Я была только рада в нем затеряться. Все ужасы дня никуда не исчезли, но «Призывание» сделало их лишь частью истории, причем не самой важной. Сила нарастала и текла прозрачным сияющим потоком. Я чувствовала, как чары воздвигаются подобно второй башне. Когда мы будем готовы, мы откроем двери, и необоримое сияние хлынет во внутренний двор перед вратами. Снаружи за окном небо светлело; вставало солнце.
Врата заскрипели. Что-то пробивалось из-под них снизу и сверху, хотя между двумя створками и зазора-то почти не было. Те, кто стояли рядом, предостерегающе завопили. Сквозь все крохотные трещинки и щели просачивались тонкие извивающиеся тени, пронырливые и верткие, как змеи; настырные усики стеблей и корней, кроша дерево и камень, пробивались внутрь. Они расползались по дереву как иней по стеклу, цепляясь мертвой хваткой, а вместе с ними накатывал знакомый сладковатый запах.

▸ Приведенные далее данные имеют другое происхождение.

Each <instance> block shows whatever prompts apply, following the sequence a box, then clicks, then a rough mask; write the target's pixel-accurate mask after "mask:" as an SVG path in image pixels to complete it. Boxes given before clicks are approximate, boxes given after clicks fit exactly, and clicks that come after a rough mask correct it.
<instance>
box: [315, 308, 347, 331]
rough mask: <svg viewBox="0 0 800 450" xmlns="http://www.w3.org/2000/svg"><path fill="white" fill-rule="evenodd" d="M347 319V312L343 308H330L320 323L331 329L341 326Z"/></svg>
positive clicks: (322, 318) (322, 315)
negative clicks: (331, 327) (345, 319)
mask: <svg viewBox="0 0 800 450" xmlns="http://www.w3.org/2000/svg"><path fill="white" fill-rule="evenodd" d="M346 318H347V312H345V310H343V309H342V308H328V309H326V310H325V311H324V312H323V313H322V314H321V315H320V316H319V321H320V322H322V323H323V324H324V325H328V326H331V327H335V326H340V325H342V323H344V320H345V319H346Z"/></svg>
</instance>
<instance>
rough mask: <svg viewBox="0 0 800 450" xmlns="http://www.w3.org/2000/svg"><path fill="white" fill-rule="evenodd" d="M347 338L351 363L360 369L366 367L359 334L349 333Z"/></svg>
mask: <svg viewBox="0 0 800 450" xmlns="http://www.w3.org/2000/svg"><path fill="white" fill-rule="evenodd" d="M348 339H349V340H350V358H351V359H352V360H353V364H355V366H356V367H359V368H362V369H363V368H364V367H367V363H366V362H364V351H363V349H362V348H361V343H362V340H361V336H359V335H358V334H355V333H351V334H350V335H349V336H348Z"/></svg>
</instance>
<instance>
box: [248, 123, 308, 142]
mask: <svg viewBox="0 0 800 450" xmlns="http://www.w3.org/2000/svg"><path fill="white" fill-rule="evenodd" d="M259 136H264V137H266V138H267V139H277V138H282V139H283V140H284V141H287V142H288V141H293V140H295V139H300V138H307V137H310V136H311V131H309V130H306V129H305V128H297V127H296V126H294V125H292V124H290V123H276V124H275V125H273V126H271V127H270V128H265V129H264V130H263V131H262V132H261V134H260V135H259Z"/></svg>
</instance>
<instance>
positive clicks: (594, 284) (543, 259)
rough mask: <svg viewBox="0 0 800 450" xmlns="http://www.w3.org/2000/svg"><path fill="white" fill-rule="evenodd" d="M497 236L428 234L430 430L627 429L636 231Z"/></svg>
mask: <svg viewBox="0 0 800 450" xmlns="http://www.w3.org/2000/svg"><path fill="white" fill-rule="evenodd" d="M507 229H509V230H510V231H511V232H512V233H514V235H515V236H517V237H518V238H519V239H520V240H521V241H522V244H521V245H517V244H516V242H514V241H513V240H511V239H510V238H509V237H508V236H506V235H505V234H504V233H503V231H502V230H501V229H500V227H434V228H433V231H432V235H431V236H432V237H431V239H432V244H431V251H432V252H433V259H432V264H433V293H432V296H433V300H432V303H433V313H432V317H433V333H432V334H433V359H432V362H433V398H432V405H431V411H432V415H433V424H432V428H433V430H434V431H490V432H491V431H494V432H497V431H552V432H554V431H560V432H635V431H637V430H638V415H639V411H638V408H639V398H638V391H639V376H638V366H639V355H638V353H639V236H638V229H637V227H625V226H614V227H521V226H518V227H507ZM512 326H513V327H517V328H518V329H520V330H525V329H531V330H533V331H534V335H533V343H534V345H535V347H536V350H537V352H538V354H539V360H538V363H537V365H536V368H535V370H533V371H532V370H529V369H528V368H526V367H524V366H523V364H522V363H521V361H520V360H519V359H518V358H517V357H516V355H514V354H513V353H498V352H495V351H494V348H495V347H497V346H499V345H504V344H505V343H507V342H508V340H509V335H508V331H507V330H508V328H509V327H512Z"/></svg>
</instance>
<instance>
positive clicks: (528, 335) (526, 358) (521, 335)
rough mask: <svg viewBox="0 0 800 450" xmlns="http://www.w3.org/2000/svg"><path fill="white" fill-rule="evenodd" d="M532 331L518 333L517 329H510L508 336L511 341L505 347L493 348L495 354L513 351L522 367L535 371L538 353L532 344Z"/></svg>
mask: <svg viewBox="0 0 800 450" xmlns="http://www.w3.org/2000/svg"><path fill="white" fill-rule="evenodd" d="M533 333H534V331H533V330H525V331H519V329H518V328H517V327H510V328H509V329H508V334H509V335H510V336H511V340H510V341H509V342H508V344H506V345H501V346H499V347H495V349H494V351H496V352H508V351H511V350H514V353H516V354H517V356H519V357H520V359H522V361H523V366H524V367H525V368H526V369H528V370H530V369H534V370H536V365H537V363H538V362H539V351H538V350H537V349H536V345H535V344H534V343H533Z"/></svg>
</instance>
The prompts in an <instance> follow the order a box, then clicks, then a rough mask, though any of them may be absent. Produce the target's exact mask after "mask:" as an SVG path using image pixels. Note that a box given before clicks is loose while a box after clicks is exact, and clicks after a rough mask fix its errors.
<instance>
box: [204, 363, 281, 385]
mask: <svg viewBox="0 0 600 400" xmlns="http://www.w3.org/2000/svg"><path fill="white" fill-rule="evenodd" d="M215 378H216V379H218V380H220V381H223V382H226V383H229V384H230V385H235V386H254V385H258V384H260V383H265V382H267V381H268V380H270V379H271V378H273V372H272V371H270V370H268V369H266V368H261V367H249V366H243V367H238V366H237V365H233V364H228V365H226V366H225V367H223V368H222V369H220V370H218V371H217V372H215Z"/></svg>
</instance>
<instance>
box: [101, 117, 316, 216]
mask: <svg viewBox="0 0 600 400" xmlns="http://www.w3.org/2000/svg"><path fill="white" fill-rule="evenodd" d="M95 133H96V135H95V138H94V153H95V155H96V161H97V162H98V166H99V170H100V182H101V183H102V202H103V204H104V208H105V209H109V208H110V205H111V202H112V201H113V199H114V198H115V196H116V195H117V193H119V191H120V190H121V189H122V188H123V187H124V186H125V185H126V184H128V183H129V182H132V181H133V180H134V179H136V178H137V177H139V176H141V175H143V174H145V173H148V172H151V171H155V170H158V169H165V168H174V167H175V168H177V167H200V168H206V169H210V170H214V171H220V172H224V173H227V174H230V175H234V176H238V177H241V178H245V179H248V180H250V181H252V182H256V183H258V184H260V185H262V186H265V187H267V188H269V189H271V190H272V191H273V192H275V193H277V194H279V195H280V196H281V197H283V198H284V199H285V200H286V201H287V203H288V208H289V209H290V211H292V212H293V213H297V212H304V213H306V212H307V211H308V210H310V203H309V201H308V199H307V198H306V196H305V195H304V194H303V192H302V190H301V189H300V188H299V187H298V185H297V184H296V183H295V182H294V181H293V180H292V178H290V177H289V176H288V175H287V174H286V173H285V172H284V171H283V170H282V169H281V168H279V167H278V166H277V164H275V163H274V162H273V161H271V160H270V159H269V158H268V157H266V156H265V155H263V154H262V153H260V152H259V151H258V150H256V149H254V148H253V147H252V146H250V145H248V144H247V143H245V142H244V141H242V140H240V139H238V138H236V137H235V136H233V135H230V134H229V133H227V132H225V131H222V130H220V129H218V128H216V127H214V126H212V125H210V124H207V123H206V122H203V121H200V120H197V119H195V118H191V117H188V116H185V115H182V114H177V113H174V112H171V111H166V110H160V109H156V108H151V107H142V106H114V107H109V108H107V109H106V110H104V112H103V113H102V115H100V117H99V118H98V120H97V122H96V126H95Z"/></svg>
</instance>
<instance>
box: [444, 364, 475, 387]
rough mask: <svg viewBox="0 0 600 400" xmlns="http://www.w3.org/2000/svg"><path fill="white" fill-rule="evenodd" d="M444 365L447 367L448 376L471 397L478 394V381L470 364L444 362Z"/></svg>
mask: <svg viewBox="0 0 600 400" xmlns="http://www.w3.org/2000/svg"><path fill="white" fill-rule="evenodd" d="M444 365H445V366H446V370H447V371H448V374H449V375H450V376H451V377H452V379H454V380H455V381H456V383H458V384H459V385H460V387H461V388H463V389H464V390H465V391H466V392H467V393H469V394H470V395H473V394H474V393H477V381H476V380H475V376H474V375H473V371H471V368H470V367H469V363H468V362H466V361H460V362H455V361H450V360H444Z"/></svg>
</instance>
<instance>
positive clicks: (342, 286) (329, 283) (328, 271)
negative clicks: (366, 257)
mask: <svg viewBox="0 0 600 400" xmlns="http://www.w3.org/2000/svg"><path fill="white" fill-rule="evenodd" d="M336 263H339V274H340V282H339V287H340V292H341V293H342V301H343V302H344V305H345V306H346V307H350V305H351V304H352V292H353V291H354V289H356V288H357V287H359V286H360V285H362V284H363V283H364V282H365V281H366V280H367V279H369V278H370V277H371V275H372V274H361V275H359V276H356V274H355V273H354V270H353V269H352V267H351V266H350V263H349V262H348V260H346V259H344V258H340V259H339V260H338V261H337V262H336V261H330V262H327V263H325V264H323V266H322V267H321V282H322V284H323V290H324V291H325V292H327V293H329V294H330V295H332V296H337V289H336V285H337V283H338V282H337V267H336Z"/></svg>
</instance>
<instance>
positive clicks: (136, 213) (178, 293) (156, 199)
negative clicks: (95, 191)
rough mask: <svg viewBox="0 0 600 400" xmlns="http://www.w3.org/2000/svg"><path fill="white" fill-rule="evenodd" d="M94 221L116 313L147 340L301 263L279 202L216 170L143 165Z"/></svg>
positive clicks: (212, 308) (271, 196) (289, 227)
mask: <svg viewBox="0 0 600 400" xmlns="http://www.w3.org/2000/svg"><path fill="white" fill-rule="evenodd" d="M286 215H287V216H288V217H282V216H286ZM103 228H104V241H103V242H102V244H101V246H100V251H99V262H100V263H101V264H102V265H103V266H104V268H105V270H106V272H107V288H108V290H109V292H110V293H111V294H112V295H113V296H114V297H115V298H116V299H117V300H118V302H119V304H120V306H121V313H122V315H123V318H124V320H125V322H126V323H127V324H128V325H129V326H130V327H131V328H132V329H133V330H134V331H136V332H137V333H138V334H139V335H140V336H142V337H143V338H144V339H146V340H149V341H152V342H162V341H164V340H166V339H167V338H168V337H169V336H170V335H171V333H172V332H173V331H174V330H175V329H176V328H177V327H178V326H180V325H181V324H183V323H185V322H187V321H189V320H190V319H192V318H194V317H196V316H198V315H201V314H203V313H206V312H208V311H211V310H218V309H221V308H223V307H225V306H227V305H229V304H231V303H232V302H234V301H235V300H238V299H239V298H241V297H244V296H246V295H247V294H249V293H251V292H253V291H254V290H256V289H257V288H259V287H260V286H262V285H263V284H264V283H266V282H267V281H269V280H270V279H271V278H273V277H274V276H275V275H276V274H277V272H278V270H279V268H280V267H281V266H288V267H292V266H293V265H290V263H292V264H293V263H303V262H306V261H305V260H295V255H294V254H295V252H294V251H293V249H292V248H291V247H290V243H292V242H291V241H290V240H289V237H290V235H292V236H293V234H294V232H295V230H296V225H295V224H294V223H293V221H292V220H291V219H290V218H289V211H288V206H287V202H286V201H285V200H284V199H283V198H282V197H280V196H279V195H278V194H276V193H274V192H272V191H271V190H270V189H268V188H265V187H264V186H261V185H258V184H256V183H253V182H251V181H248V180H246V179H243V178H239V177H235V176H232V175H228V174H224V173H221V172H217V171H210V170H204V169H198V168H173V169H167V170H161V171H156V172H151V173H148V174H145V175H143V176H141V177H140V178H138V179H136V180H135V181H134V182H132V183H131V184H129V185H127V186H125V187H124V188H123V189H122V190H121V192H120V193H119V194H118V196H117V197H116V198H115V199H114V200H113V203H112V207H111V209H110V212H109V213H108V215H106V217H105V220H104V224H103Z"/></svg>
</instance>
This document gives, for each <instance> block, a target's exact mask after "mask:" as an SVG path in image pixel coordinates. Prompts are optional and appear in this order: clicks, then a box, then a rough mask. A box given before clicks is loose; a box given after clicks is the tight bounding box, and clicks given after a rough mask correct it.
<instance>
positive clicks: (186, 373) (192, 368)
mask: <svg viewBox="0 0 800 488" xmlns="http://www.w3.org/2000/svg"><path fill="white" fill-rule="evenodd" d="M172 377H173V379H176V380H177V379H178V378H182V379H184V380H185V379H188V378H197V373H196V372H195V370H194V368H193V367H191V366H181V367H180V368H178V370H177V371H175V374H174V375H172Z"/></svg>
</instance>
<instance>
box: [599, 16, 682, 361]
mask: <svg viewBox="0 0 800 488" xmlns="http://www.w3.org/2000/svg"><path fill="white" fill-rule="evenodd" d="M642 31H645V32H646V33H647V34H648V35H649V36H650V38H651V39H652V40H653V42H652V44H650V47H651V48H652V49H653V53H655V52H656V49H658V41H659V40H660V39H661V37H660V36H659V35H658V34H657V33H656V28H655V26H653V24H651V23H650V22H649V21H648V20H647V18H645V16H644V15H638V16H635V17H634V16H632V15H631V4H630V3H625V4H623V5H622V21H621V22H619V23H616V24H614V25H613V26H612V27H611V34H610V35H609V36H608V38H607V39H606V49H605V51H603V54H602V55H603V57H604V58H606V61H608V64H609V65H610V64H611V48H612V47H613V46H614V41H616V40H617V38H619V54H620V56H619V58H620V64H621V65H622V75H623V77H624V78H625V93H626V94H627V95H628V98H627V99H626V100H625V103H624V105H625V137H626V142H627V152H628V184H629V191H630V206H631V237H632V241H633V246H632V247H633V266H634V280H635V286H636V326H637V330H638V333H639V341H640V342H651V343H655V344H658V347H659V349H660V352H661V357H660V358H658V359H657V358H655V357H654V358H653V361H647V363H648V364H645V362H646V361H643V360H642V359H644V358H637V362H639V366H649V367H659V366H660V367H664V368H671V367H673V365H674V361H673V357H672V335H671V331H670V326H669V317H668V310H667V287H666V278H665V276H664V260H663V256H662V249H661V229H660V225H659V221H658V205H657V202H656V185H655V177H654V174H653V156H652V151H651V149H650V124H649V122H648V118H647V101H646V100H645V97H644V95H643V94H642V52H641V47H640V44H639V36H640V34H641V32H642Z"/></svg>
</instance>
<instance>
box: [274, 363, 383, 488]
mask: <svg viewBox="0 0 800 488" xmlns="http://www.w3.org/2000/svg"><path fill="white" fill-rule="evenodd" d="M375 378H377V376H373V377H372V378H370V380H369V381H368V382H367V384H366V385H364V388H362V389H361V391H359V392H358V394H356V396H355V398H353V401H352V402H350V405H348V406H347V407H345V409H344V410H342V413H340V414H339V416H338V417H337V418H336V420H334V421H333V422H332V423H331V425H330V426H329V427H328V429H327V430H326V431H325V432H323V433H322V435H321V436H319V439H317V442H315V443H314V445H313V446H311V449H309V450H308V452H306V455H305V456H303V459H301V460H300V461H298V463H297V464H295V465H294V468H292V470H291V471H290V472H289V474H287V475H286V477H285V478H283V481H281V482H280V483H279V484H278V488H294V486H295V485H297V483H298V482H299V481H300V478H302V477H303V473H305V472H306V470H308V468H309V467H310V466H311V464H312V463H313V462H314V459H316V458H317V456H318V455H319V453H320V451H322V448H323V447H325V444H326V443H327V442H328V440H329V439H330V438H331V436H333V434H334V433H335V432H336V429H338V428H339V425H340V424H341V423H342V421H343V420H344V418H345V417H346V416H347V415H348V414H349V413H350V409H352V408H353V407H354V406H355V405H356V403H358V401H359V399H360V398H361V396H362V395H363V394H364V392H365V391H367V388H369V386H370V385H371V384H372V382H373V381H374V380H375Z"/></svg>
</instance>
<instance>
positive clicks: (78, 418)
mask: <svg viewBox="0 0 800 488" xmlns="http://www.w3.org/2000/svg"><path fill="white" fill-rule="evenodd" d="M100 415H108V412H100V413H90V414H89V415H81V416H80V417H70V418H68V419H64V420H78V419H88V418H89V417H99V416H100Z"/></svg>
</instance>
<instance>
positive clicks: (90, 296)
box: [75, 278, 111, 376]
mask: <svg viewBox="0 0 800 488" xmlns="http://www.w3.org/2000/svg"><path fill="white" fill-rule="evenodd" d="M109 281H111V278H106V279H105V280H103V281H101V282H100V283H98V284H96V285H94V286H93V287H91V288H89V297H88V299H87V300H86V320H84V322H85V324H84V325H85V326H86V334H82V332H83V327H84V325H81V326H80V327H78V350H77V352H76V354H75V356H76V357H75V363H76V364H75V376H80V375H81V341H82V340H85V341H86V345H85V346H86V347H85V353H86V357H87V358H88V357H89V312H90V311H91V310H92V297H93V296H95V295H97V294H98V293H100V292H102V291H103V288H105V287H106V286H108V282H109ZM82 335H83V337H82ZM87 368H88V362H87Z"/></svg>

Это пришла Чаща. Она открыто нанесла удар, словно зная, чем мы заняты, зная, что мы вот-вот разоблачим обман. Солдаты Желтых Топей в страхе рубили зеленые плети ножами и мечами; они знали о Чаще достаточно и сразу же поняли, что перед ними. Но внутрь протискивались все новые вьющиеся стебли — сквозь щели и дыры, что расширили для них первые, мелкие усики. Снаружи снова ударил Мареков таран, и врата содрогнулись до основания. Лозы вцепились в железные скобы петель и засова и с силой дернули. Рыже-красными пятнами стремительно расползалась ржавчина, точно кровь лилась, в несколько мгновений уничтожая труды целого столетия. Гибкие щупальца проталкивались внутрь, обвивались вокруг болтов и яростно их трясли. Скобы громыхали и лязгали.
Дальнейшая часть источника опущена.